The biggest benefits to using what is already in the operating system is that, for the most part, it’s already there. You might have to configure it, but you don’t have to install it, nor will you need to patch it separate from patching the operating system itself.
Of course, you get what you pay for, and while the operating systems are great values, the bells and whistles in what is included for monitoring are not as much. They provide the basics, but will do little on their own to alert you to problems, forecast things for you before they become problems, and reporting? Forget about it. Unless your management likes to read text files, you will spend a lot of time taking all that great information and putting into formats the boss can understand.
What about agents?
There are lots of third-party tools out there that can install agents on both Windows and Linux systems and use a central system to query those agents to keep an eye on things. They can monitor the big four, check the status of running services, review logs, and check the health and performance of other software running on these systems. These agents typically are bundled with monitoring software…it’s not the agents you are paying for, but rather that automation in alerting and reporting that simply relies upon the agents. Those agents, in addition to needing to be installed, may need to be granted additional privileges or permissions to function fully on a system, and they will also need to be patched/updated as appropriate. With a good third-party patching solution like GFI LanGuard you can patch a lot of third-party apps, but those agents monitoring solutions require are typically not on that list. And as a general rule, those agents require more CPU cycles and more RAM, making their resource costs a factor.

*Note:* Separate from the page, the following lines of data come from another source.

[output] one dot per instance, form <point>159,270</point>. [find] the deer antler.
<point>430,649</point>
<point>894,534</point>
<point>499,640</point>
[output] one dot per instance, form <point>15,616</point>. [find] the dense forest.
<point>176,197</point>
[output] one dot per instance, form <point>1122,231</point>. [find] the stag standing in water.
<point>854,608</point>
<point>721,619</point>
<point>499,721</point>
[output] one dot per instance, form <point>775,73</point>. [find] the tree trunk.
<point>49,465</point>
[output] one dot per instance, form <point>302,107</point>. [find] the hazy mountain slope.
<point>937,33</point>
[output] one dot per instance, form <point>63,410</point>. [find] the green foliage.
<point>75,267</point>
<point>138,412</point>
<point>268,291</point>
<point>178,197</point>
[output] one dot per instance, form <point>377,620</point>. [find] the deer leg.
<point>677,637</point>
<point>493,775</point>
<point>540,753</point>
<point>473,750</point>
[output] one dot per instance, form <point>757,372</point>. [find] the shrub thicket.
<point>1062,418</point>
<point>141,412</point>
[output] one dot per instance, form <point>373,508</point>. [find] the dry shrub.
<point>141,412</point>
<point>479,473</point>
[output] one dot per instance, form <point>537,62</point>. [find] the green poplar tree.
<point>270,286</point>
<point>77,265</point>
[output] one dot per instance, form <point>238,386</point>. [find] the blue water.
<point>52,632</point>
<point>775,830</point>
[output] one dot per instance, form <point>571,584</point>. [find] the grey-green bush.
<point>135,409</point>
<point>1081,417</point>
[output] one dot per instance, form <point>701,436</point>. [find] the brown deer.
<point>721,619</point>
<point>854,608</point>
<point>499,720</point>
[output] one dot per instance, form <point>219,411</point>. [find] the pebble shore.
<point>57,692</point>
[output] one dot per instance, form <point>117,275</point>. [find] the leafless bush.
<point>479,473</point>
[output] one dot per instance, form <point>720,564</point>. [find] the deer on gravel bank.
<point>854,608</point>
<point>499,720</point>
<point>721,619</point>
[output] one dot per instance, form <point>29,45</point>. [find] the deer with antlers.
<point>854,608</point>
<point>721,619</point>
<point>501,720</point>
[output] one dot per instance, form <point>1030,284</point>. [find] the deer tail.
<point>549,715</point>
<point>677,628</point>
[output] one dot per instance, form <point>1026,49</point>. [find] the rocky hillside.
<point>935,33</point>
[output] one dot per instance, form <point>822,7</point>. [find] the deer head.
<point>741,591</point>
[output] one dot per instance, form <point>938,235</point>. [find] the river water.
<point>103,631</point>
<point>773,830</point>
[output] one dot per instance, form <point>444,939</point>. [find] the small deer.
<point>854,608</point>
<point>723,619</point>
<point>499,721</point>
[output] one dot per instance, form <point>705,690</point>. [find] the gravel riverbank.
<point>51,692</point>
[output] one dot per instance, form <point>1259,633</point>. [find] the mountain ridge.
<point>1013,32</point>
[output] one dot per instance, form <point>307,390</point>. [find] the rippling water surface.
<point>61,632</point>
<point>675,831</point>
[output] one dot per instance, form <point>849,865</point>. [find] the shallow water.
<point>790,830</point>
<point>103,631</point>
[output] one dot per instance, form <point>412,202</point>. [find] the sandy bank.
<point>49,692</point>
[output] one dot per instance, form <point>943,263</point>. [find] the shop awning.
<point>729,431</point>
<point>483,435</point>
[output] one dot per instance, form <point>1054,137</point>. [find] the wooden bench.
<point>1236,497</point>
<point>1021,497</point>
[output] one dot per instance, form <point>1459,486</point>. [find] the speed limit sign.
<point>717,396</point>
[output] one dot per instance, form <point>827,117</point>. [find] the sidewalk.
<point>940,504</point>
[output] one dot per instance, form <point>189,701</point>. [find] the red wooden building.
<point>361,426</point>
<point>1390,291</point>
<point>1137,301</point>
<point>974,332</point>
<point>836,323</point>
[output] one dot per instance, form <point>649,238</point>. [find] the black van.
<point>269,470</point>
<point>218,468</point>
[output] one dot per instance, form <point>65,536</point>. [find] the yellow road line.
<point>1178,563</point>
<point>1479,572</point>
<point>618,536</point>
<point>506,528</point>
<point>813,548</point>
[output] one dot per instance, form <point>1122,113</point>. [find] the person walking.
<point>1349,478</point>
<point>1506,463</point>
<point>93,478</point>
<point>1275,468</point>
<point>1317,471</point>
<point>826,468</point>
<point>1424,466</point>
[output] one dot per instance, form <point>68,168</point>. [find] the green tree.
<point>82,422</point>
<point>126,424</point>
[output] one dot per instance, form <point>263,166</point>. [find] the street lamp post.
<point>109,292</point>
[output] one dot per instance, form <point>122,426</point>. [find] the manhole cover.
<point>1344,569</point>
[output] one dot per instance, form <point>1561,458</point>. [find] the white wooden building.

Finally, while there are lots of applications that use agents for Windows systems, the same cannot be said for Linux. If you’re a Windows shop that may not be a consideration, but if you run a mix of Windows and Linux, you may need to consider this, and either narrow your choices, or have to monitor different systems in different ways.
Which way should we go?
Ultimately, you need to determine what will work best for you, and provide you with what you need. If you like to write or alter others’ scripts, and have the time to do that, what’s in-built to both Windows and Linux may be all that you need. Between remote PowerShell or WRM for Windows, and SSH into Linux, you can probably automate most of the queries you need, and then by tailing a log file, have a process that takes action like sending you an email alert if things look bad. Or, you may already have a SIEM or other monitoring application that, rather than relying upon agents, works with what is already in the operating system. To me, that’s the best possible approach. But if you are looking for more automation and reporting with less work required to set it up, and you need a complete solution running right now, purchasing a turn-key solution that relies upon agents may make sense to you. There’s only so many hours in a day, and work-life balance quickly disappears if you have to stay up all night trying to cobble together code. A solution that provides forecasting, reporting, alerting, and pretty reports for management may be well worth the extra RAM and CPU cycles, as well as the money, it will cost to get going.
Ultimately, you need to determine what, for you, is required, and from that you can start to look at options that meet those requirements. Evaluate them on their costs, resource requirements, ease of implementation and upkeep for you and your team, and pick what makes sense for you. Hopefully the above gives you more to consider and will help you with making the right decision for you.